Protests Due over Bulgaria's Election Rules as Talks Kick OffDomestic | April 26, 2016, Tuesday // 10:03| views
File photo, BGNES
Crunch talks have begun among Bulgaria's political leaders looking into options to amend draft electoral legislation following a public outcry both home and abroad.
The introduction of compulsory voting, the removal from electoral rolls of Bulgarian nationals who did not cast a ballot, and a ban on opening polling stations abroad in venues other than Bulgaria's diplomatic missions have been met with criticism from the public, but also from coalition partners.
A refusal of MPs to set up a "Foreign" constituency, where vote of Bulgarians abroad would be allocated, was also met with anger from many Bulgarian nationals living in Western Europe or elsewhere.
Bulgarian Prime Minister Boyko Borisov scheduled on Monday a meeting for the next morning to discuss any negotiable changes with leaders of parties and coalitions backing the government. These include the Borisov's own GERB party, the Reformist Bloc, ABV, and the Patriotic Front which has no cabinet ministers but supports the minority coalition. Borisov indicated he was ready to make concessions and talk about them with coalition partners.

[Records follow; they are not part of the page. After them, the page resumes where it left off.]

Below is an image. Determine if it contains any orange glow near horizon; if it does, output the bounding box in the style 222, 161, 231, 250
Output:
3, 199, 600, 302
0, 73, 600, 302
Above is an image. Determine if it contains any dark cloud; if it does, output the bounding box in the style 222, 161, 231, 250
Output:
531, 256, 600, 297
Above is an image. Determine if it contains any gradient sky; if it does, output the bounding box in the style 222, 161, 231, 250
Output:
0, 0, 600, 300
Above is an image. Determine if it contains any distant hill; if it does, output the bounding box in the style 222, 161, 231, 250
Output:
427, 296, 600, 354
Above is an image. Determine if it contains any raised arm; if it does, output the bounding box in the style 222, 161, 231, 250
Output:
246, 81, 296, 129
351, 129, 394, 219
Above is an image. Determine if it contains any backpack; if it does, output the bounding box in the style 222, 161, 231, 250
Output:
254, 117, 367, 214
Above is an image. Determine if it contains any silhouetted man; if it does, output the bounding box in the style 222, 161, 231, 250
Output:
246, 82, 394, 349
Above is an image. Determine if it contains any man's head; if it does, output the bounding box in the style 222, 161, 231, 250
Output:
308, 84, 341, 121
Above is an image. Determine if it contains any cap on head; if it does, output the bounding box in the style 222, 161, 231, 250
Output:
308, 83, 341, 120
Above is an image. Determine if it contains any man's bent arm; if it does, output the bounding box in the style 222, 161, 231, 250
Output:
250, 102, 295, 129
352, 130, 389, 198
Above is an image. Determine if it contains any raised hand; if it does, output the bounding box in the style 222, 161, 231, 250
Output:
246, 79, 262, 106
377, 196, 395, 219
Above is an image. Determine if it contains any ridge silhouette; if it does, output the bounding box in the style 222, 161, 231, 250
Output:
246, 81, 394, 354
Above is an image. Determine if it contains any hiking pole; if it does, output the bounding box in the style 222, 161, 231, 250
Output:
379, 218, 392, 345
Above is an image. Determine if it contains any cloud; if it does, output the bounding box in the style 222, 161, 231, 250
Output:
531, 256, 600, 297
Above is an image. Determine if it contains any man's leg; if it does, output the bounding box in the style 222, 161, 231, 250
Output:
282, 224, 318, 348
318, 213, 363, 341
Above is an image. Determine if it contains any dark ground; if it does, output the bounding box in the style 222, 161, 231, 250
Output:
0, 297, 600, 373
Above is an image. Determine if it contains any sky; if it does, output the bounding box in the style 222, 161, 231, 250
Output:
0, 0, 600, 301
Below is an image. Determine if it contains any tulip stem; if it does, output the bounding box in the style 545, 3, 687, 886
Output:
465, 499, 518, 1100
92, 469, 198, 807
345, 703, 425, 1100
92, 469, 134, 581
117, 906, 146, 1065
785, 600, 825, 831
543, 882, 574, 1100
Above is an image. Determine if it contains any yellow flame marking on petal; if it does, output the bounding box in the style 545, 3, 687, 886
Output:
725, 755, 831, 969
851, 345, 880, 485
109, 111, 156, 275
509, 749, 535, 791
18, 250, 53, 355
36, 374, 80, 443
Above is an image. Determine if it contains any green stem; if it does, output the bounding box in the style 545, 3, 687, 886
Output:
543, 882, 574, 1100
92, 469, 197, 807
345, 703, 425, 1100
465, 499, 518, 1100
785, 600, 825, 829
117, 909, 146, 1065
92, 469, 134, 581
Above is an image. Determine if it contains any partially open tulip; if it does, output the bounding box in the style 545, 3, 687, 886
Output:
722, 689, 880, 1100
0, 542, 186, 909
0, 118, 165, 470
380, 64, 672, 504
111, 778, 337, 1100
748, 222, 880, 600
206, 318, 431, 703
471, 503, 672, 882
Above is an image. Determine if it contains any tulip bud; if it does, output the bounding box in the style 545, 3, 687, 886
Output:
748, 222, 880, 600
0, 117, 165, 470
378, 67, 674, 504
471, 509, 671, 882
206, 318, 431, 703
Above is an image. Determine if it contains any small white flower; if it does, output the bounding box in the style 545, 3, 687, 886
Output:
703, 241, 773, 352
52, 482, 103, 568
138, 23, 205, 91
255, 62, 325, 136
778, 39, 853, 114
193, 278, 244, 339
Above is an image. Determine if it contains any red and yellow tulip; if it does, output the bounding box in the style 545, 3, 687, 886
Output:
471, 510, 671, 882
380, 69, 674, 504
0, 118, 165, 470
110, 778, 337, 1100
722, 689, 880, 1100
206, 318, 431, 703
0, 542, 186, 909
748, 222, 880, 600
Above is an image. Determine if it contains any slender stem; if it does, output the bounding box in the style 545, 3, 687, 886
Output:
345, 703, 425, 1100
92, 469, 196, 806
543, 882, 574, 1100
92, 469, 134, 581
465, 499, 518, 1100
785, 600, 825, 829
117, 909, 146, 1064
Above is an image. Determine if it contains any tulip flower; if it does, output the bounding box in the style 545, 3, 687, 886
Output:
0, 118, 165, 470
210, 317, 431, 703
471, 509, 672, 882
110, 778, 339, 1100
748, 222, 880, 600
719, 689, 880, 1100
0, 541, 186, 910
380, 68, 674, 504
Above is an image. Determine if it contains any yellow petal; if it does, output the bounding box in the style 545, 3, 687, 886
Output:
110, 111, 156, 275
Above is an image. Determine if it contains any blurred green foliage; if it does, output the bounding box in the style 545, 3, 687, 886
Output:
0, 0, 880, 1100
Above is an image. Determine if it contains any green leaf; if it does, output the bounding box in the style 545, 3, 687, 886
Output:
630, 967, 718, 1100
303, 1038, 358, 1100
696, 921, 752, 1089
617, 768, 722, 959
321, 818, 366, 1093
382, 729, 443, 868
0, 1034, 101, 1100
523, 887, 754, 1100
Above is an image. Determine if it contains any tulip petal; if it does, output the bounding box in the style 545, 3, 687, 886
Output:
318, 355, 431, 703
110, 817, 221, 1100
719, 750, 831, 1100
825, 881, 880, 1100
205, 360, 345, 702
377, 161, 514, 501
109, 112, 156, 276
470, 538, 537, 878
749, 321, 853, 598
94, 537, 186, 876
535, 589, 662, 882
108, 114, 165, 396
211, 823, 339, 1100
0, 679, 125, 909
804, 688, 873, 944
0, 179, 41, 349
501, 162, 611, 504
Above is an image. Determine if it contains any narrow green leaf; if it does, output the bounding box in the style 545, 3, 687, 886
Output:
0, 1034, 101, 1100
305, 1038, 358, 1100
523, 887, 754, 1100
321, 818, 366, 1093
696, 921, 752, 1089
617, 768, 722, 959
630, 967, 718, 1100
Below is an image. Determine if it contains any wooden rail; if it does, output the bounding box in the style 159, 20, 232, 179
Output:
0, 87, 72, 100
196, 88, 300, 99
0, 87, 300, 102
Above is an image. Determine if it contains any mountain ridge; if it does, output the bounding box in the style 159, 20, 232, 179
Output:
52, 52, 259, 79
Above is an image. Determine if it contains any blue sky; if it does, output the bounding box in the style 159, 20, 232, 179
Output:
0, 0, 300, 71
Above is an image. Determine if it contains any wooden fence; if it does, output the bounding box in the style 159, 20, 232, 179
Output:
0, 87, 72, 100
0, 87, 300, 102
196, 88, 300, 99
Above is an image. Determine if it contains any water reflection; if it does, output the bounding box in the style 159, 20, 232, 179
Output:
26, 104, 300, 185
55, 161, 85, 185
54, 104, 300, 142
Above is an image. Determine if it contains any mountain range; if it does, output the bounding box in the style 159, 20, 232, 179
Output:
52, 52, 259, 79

Over the weekend ABV's Deputy Prime Minister Ivaylo Kalfin warned the party could withdraw from the cabinet if the Electoral Code was approved, and the Reformist Bloc, the second-largest coalition partner, had said it was having second thoughts about its role in the government. Separately, communities of Bulgarians abroad held protests, arguing the amendments were curbing their right to vote by limiting their options.
The meeting began at 09:00 local time, two hours before an emergency session is due in Parliament on Electoral Code amendments.
Lawmakers will have six hours until 19:00 to pass the changes.
In the meantime, a protest is being organized on Facebook, and is scheduled for 18:30 in front of Parliament, over election laws. Posts in the group suggest civic anger is targeting the precise set of amendments adopted and combined in an "arrogant" way:
"They make voting compulsory, turn down [the setting up of] a "Foreign" constituency, put heavy barriers for the voting of our compatriots abroad, ban the holding of elections and referendums simultaneously, the defend the status quo and will [take the wrong steps] with online voting through its hasty implementation and a possible orchestrated collapse as early as this year."
Borisov's party has maintained it is working toward the introduction of online voting, which was overwhelmingly backed in a referendum last year, would make up for the limited options for Bulgarians abroad to cast a ballot.
The Prime Minister on Monday also noted that most of the amendments, even those detrimental to his party (which might jeopardize some of the thousands of votes for GERB coming from abroad), were adopted despite his own views against them, but as part of an agreement with his coalition partners, particularly with those from the Patriotic Front.
Reiterating his opposition to compulsory voting, he also said there was no need of a ban on the announcement of poll results throughout the election campaigns. "Why shouldn't there be surveys for instance, what harm do they do us, I never read them."
Polling agencies last week signed an open letter calling for the amendment to be reversed, describing it as an infringement of free speech and citizens' right to information.